Can I boot an internal hard drive through USB?

I have an old 2008 Mac Pro running Snow Leopard 10.6.8 that just quit on me. When I boot up, I get to the apple logo and then the screen turns white and stays that way until I power off my machine. I have a few hard drives with operating systems installed and a boot partition. When I hold option on start up, I'm able to pick a hard drive to boot from, but I get the same problem. This leads me to believe that the issue lies with my computer, not the disks.
I've also tried booting in safe mode and get the same problem.
So I'm looking at purchasing one of these bad boys:
http://www.amazon.com/dp/B0099TX7O4/ref=wl_it_dp_o_pd_nS_ttl?_encoding=UTF8&coli d=169XE2BWHBJ2P&coliid=I1JKOUV0BWEUFR
So here's my question:
I have an early 2013 Macbook Pro running Yosemite 10.10 that I want to use to boot my Mac Pro internal hard drives from. Is it possible to do so?
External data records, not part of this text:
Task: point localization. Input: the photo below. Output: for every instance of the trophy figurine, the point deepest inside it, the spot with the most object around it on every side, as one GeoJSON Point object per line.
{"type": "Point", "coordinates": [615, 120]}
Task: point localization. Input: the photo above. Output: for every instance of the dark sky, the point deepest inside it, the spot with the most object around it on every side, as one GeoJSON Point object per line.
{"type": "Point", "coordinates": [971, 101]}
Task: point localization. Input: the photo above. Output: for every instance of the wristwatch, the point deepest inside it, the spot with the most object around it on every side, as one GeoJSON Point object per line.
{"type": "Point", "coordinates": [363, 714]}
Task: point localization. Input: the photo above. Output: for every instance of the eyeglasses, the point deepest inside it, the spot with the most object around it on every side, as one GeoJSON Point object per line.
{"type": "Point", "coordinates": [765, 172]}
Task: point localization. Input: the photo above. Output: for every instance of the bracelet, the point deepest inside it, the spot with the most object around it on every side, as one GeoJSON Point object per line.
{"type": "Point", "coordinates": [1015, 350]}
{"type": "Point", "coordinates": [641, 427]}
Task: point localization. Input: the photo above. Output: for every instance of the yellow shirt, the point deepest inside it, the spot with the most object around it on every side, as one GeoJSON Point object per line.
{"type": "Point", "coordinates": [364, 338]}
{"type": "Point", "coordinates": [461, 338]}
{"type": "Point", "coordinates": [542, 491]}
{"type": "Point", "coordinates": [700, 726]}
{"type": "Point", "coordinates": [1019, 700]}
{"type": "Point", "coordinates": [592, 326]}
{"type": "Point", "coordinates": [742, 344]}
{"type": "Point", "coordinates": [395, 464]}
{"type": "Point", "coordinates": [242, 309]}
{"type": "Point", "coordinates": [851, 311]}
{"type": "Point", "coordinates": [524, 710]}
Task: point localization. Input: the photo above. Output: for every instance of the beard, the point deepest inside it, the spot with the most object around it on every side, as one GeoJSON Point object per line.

I figure I can access it through pressing the option key during start up.
Thanks!
Jon

I'm sorry, but that won't work because your MP only has Firewire ports and no Thunderbolt ports while your new MBP has Thunderbolt ports but no Firewire ports. Therefore, you cannot connect the two together except using Ethernet or Wi-Fi from which neither can be booted. If you use the device from Amazon, then you need to remove one of the drives to insert in it. Then you could boot from it provided the drive is actually bootable in the other machine. Snow Leopard is not capable of booting a 2013 MBP.